- Mount Zeil
- Coordinates: 23°16′56″S 132°21′43″E﻿ / ﻿23.2821°S 132.362°E
- Country: Australia
- State: Northern Territory
- LGA: MacDonnell Region;
- Location: 1,248 km (775 mi) S of Darwin City;
- Established: 4 April 2007

Government
- • Territory electorate: Stuart;
- • Federal division: Lingiari;

Area
- • Total: 6,692 km^{2} (2,584 sq mi)

Population
- • Total: 83 (2016 census)
- • Density: 0.01240/km^{2} (0.03212/sq mi)
- Time zone: UTC+9:30 (ACST)
- Postcode: 0872
- Mean max temp: 28.9 °C (84.0 °F)
- Mean min temp: 13.3 °C (55.9 °F)
- Annual rainfall: 282.8 mm (11.13 in)
Suburbs around Mount Zeil
| Lake Mackay | Lake Mackay Anmatjere | Anmatjere |
| Kunparrka Mereenie | Mount Zeil | Burt Plain |
| Mereenie | Mereenie Namatjira | Burt Plain |

= Mount Zeil, Northern Territory =

Mount Zeil is a locality in the Northern Territory of Australia located about 1248 km south of the territory capital of Darwin.

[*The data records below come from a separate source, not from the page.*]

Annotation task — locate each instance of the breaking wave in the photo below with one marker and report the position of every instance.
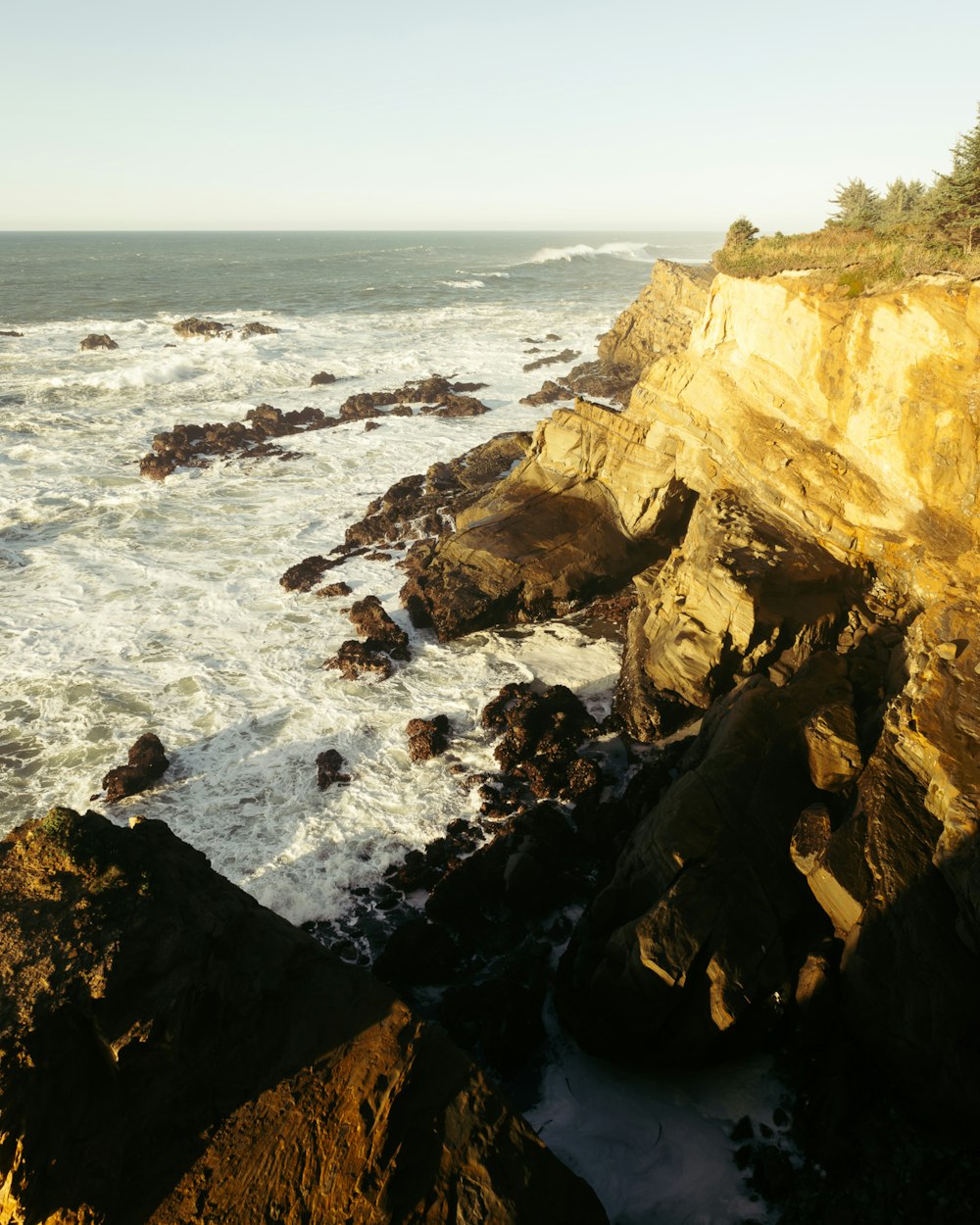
(583, 251)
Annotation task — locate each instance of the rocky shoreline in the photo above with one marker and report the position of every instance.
(782, 519)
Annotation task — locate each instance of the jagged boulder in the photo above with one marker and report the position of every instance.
(691, 949)
(172, 1053)
(427, 738)
(147, 763)
(204, 327)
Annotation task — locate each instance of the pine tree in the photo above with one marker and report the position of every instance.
(858, 206)
(902, 202)
(955, 201)
(740, 233)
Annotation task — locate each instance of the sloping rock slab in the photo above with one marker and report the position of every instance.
(172, 1053)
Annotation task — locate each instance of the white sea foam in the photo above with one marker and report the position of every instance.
(132, 606)
(655, 1148)
(583, 251)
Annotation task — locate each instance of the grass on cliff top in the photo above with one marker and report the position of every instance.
(865, 261)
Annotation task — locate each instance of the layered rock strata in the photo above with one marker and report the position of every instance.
(794, 496)
(172, 1053)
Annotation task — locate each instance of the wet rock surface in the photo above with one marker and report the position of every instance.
(553, 359)
(197, 446)
(427, 738)
(201, 327)
(172, 1053)
(589, 380)
(328, 769)
(147, 763)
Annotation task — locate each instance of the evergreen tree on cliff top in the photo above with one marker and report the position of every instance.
(955, 201)
(858, 206)
(903, 202)
(740, 233)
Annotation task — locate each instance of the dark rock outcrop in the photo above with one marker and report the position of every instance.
(206, 327)
(328, 769)
(427, 738)
(356, 660)
(172, 1054)
(196, 446)
(532, 549)
(553, 359)
(368, 618)
(690, 950)
(540, 736)
(147, 763)
(422, 506)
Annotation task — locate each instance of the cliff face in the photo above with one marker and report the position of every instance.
(661, 319)
(800, 483)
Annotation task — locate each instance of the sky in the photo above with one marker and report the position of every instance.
(290, 114)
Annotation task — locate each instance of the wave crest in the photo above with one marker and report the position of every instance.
(583, 251)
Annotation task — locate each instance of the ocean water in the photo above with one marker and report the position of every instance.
(131, 606)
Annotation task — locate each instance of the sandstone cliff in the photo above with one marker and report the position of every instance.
(800, 483)
(172, 1053)
(661, 319)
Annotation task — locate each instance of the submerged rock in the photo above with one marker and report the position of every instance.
(553, 361)
(97, 341)
(328, 769)
(356, 660)
(368, 617)
(427, 738)
(172, 1053)
(206, 327)
(147, 763)
(195, 446)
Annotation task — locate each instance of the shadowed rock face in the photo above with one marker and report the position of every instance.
(172, 1053)
(795, 499)
(661, 319)
(685, 954)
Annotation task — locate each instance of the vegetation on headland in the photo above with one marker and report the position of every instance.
(873, 241)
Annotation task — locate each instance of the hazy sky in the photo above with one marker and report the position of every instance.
(440, 114)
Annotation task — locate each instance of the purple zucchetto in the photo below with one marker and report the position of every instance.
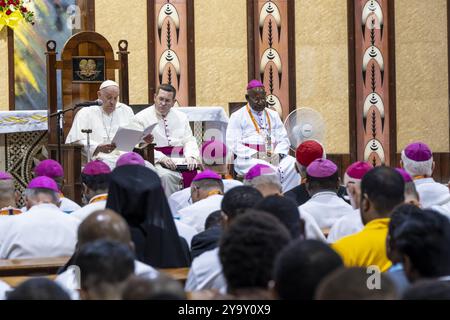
(255, 84)
(43, 182)
(5, 176)
(130, 158)
(95, 168)
(207, 174)
(321, 168)
(259, 170)
(214, 151)
(418, 151)
(356, 171)
(49, 168)
(405, 175)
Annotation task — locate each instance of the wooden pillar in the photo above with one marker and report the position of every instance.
(271, 50)
(171, 48)
(373, 132)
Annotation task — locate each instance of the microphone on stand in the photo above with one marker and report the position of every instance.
(97, 102)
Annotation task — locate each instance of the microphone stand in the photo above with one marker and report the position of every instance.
(59, 130)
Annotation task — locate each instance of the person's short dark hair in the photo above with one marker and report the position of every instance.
(98, 182)
(167, 87)
(301, 266)
(428, 290)
(328, 183)
(160, 288)
(352, 284)
(286, 211)
(209, 184)
(238, 199)
(384, 187)
(248, 250)
(104, 262)
(38, 289)
(424, 238)
(213, 220)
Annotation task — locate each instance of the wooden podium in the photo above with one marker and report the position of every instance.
(87, 50)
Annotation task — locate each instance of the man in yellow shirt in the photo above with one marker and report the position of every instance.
(382, 189)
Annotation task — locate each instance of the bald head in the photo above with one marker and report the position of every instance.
(104, 224)
(7, 194)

The locality consists of the following land:
1. The Derwent pastoral lease in the north-west
2. The Narwietooma pastoral lease in the north-east
3. The Glen Helen pastoral lease in the south-west, and
4. The north-west part of the West MacDonnell National Park in the south-east.

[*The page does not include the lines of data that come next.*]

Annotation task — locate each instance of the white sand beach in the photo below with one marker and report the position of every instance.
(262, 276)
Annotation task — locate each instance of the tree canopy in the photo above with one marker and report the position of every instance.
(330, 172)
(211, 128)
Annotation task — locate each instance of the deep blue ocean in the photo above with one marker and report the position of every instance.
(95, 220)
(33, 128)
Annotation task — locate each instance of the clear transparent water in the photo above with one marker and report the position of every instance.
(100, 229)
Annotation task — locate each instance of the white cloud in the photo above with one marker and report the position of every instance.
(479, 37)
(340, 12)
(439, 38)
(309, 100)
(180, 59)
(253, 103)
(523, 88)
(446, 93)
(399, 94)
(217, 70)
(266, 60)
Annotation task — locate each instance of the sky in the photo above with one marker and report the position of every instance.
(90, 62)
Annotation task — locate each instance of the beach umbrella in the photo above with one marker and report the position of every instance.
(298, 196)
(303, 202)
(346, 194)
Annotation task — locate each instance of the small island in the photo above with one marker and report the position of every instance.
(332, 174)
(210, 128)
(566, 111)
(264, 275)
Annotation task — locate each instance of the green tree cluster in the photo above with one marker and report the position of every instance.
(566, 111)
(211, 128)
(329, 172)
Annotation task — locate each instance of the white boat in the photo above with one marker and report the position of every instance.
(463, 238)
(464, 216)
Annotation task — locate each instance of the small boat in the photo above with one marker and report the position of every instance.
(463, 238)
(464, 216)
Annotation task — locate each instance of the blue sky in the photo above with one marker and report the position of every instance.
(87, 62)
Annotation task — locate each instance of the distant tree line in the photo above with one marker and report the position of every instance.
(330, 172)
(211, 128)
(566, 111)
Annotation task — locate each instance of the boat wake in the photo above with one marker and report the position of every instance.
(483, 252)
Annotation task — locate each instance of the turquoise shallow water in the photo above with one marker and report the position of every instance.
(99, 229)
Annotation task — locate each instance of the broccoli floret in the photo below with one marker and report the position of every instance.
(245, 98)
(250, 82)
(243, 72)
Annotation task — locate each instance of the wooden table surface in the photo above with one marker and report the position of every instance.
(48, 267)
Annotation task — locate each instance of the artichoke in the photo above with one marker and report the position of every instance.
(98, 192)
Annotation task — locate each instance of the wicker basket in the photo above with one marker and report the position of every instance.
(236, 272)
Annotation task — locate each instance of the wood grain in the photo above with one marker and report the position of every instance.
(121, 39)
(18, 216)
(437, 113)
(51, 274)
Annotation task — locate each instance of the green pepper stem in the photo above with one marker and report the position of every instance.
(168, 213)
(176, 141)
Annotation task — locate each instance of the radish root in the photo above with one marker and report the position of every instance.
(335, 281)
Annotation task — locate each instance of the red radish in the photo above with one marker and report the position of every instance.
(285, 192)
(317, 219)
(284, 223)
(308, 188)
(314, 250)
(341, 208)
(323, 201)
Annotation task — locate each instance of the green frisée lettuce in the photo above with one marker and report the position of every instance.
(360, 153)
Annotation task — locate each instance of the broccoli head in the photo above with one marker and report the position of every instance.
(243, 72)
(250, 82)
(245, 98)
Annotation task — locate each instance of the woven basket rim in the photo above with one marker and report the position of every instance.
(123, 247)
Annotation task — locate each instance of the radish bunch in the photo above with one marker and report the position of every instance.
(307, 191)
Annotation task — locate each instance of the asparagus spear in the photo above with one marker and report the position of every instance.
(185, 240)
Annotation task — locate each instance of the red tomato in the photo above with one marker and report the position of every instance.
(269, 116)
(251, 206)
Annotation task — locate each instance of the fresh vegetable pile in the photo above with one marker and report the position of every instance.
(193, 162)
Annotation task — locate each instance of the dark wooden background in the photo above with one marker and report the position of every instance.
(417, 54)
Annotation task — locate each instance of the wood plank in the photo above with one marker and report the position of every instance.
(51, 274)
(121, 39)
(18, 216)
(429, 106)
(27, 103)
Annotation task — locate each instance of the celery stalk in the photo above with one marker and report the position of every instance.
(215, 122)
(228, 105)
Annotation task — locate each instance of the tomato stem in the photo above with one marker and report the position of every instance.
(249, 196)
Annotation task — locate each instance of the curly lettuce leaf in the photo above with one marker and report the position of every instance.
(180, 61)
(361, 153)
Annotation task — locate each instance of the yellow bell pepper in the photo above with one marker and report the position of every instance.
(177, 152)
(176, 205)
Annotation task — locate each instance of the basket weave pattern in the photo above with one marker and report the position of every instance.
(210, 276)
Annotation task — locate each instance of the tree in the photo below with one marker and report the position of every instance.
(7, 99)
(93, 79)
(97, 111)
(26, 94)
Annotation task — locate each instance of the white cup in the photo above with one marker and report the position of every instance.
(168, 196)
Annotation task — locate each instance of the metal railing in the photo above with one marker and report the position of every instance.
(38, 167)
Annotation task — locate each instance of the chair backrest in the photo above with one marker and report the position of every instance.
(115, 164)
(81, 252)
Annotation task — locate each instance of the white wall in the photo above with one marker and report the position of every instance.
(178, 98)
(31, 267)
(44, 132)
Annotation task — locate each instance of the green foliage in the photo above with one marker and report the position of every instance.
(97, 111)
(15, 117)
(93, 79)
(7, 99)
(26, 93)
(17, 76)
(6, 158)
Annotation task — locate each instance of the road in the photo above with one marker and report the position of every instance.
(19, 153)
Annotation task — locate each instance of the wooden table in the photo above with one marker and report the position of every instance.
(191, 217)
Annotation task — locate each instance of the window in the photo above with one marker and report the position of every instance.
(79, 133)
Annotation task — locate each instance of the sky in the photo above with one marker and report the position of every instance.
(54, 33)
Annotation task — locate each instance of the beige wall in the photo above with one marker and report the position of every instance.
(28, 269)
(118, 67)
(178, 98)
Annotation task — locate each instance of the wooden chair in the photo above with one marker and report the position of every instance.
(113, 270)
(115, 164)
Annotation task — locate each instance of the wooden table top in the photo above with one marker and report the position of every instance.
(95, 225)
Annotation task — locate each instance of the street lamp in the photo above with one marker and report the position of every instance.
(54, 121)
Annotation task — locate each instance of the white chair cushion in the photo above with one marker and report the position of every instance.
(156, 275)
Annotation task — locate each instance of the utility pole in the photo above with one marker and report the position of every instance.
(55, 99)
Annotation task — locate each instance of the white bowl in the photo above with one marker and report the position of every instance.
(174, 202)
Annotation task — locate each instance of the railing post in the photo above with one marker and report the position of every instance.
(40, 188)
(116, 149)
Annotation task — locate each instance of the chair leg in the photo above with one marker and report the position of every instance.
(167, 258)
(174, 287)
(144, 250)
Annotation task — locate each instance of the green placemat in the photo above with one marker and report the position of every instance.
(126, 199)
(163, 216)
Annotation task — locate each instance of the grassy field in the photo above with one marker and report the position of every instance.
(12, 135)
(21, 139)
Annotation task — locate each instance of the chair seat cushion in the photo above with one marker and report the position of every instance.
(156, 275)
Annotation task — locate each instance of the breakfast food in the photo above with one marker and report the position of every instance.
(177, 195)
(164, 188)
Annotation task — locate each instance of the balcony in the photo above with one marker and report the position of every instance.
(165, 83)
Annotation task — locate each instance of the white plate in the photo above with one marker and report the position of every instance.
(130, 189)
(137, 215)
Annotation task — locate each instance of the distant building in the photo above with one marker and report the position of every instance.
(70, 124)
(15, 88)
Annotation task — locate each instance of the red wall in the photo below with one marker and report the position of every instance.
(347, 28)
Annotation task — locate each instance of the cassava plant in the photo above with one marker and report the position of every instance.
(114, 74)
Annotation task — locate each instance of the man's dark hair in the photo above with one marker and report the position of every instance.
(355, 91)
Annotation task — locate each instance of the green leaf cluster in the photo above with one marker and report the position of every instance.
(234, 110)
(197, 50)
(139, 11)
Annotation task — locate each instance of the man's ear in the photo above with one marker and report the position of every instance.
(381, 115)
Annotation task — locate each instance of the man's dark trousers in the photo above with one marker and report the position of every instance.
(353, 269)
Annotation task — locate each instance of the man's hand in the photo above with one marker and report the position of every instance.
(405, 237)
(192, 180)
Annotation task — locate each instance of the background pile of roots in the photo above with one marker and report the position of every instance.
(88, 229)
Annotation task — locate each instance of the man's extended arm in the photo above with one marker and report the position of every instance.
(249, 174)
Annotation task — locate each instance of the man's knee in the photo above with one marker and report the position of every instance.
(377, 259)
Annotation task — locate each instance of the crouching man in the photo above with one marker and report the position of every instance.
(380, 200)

The locality’s boundaries and name were gazetted on 4 April 2007. It is named after the mountain of the same name which is located within its boundaries. As of 2020, it has an area of 6692 km2.

The 2016 Australian census which was conducted in August 2016 reports that Mount Zeil had 83 people living within its boundaries.

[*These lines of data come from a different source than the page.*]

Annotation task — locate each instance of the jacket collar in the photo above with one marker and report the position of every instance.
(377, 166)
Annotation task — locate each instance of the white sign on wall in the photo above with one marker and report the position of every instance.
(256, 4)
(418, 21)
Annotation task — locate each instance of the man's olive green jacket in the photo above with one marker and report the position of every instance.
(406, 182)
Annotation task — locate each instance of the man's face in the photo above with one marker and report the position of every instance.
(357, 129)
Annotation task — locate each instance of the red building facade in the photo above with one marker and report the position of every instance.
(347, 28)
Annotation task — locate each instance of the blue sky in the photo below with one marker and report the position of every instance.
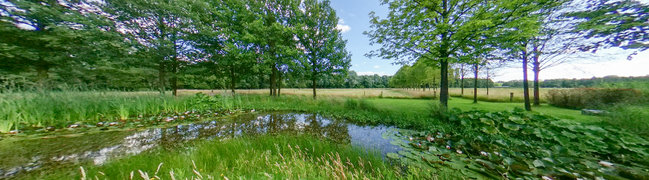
(355, 20)
(354, 16)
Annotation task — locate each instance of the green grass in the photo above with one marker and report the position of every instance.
(40, 109)
(418, 106)
(634, 118)
(59, 109)
(266, 157)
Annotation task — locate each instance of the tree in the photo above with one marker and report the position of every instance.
(439, 29)
(611, 23)
(51, 35)
(158, 27)
(323, 45)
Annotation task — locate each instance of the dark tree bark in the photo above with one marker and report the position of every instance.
(174, 68)
(233, 80)
(279, 84)
(487, 83)
(462, 80)
(526, 90)
(537, 70)
(161, 77)
(273, 79)
(475, 83)
(443, 93)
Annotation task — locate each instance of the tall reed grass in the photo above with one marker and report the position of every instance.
(265, 157)
(61, 108)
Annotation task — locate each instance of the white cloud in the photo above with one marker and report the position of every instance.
(373, 73)
(342, 27)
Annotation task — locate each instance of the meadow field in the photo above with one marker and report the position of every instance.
(495, 94)
(433, 144)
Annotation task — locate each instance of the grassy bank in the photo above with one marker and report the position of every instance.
(60, 109)
(40, 109)
(494, 95)
(267, 157)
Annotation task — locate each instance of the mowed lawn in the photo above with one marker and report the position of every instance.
(394, 102)
(425, 106)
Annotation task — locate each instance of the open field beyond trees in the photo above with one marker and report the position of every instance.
(301, 89)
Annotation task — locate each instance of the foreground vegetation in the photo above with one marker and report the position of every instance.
(483, 140)
(274, 157)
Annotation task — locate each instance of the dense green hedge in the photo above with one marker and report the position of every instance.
(592, 97)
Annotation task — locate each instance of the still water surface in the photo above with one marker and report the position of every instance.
(19, 156)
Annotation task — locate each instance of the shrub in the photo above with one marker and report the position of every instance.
(591, 97)
(630, 117)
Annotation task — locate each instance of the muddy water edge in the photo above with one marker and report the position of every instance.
(22, 155)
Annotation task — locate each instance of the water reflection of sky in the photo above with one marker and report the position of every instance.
(105, 147)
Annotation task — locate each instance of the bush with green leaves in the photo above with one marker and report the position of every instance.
(519, 144)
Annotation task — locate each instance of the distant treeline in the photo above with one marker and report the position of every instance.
(640, 82)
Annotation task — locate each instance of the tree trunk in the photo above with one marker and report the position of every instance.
(43, 74)
(174, 69)
(273, 72)
(526, 90)
(233, 81)
(475, 83)
(537, 70)
(313, 81)
(443, 94)
(161, 77)
(462, 80)
(487, 83)
(279, 84)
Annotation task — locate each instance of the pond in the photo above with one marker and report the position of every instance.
(26, 155)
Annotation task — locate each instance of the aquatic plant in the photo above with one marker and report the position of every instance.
(517, 144)
(275, 157)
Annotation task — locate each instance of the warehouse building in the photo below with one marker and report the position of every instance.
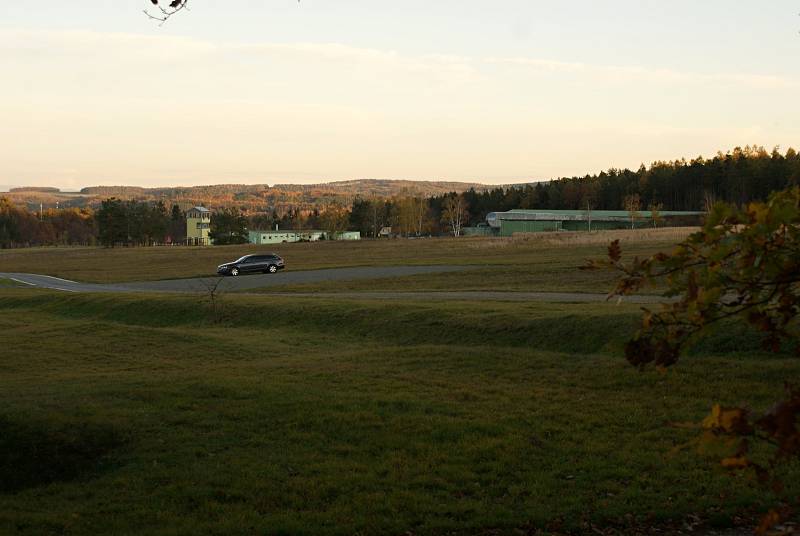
(281, 236)
(537, 221)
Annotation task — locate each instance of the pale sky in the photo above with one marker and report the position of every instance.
(496, 91)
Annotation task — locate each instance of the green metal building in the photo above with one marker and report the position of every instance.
(281, 236)
(536, 221)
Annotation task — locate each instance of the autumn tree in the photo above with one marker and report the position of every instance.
(228, 226)
(744, 265)
(633, 204)
(334, 220)
(455, 213)
(655, 214)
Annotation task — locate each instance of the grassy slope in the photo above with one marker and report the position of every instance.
(341, 417)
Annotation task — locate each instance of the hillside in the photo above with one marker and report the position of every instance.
(248, 197)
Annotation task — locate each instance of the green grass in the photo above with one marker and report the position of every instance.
(315, 416)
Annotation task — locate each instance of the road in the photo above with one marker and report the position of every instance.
(252, 282)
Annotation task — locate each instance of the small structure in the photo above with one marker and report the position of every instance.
(535, 221)
(198, 227)
(280, 236)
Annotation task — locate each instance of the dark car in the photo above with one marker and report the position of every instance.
(249, 264)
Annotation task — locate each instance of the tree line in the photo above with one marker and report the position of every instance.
(738, 177)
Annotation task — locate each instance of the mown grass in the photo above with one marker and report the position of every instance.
(343, 417)
(516, 264)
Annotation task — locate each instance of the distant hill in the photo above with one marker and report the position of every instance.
(247, 197)
(42, 189)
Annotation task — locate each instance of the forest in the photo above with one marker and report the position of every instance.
(738, 177)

Mount Zeil is located within the federal division of Lingiari, the territory electoral division of Stuart and the local government area of the MacDonnell Region.

== Unidentified aerial phenomena ==
On an episode of The Joe Rogan Experience, Harold E. Puthoff referred to a CIA program called the Stargate Project, that identified Mount Zeil as the location of a "secret alien base".

Mount Zeil is in the same region as Pine Gap, a joint defence space research facility. The station is jointly run by the Australian Signals Directorate, the US Central Intelligence Agency, the US National Security Agency, and the US National Reconnaissance Office.

Wycliffe Well, abandoned UFO tourist attraction, is also in this region.